Figure 2. Analysis of gliosis in rTg4510 mice expressing human APOE4.

Neonatal rTg4510 mice injected with AAV-APOE4 and aged to 4months (A-E, K-M) or 6 months old (F-J, N-P). Anti GFAP antibody was used to examine astrocytosis (A-J) while Iba-1 antibody was used to examine microgliosis (K-P). Representative images of GFAP immunoreactivity and Iba-1 immunoreactivity are shown from different regions of the cortex and hippocampal CA1 (A, F, K, N). Scale bar: 100 μm. Quantitation of the GFAP immunostaining is presented as % immunoreactivity in the cortex (Ctx) or hippocampus (Hpc) (B, C, G, H). n=5–12 mice/group. Unpaired t test. *p<0.05. Following western blotting with GFAP antibody (D, I), bands were standardized to Actin, a housekeeping gene, and quantitated (E, J). n=4–6 mice/group. Unpaired t test. *p<0.05.Quantitation of the Iba-1 immunostaining is presented as % immunoreactivity in the cortex (Ctx) or hippocampus (Hpc) (L, M, O, P). n=5–12 mice/group. Unpaired t test. *p<0.05. Black symbols, male mice; grey symbols, female mice.

APOE4 expression does not induce phosphorylated tau or conformationally altered tau in rTg4510 mice

We next examined levels of phosphorylated tau (ptau) and conformationally altered tau in AAV-APOE4 expressing 4 month and 6 month old Tg mice compared to controls.

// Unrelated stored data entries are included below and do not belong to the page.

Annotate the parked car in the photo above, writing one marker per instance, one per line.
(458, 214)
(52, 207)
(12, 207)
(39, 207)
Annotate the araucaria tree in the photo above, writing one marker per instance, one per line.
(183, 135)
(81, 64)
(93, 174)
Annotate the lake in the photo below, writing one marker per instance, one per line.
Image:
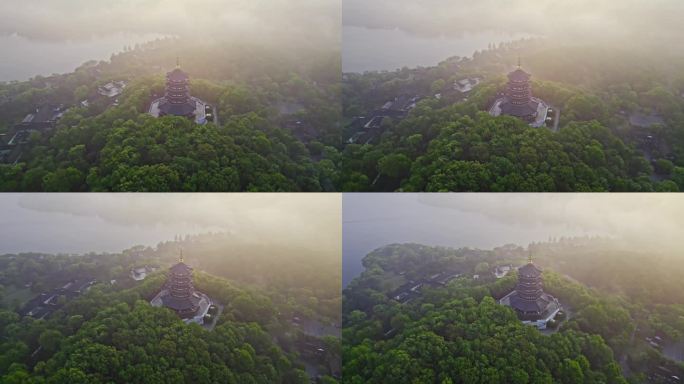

We used two antibodies that recognize ptau epitopes: CP13 (pSer202), and AT8 (pSer202/Thr205) antibodies (Fig. 3; Suppl. Fig. 2). CP13 immunoreactivity analysis in 4 month old mice (Fig. 3 A–C) or 6 month old mice (Fig. 3 J–L) showed no appreciable difference across different regions of the brain. Since we observed noticeable APOE expression within neurons in the AAV-APOE4 injected Tg group, we wanted to examine whether individuals neurons with high amounts of APOE4 showed higher levels of ptau. We did not observe a direct correlation between the presence of intraneuronal APOE4 with induction of ptau immunoreactivity within the cell, suggesting that high amounts of neuronal APOE4 does not necessarily trigger tauopathy in individual cells (Suppl. Fig. 1G). Further, immunoblotting of the TBS soluble Tg brain lysates also failed to show any alterations in ptau between AAV-APOE4 expressing mice and controls at either ages (Fig. 3D–G, M-P). This data is supported by similar observations from AT8 immunoreactivity in these mice (Suppl. Fig.2 A–F). Interestingly, though unchanged at 4 months of age (Fig. 3 H–I), endogenous mouse tau levels were increased in APOE4 expressing Tg mice compared to control mice at 6 months of age (Fig. 3 Q–R, p<0.05).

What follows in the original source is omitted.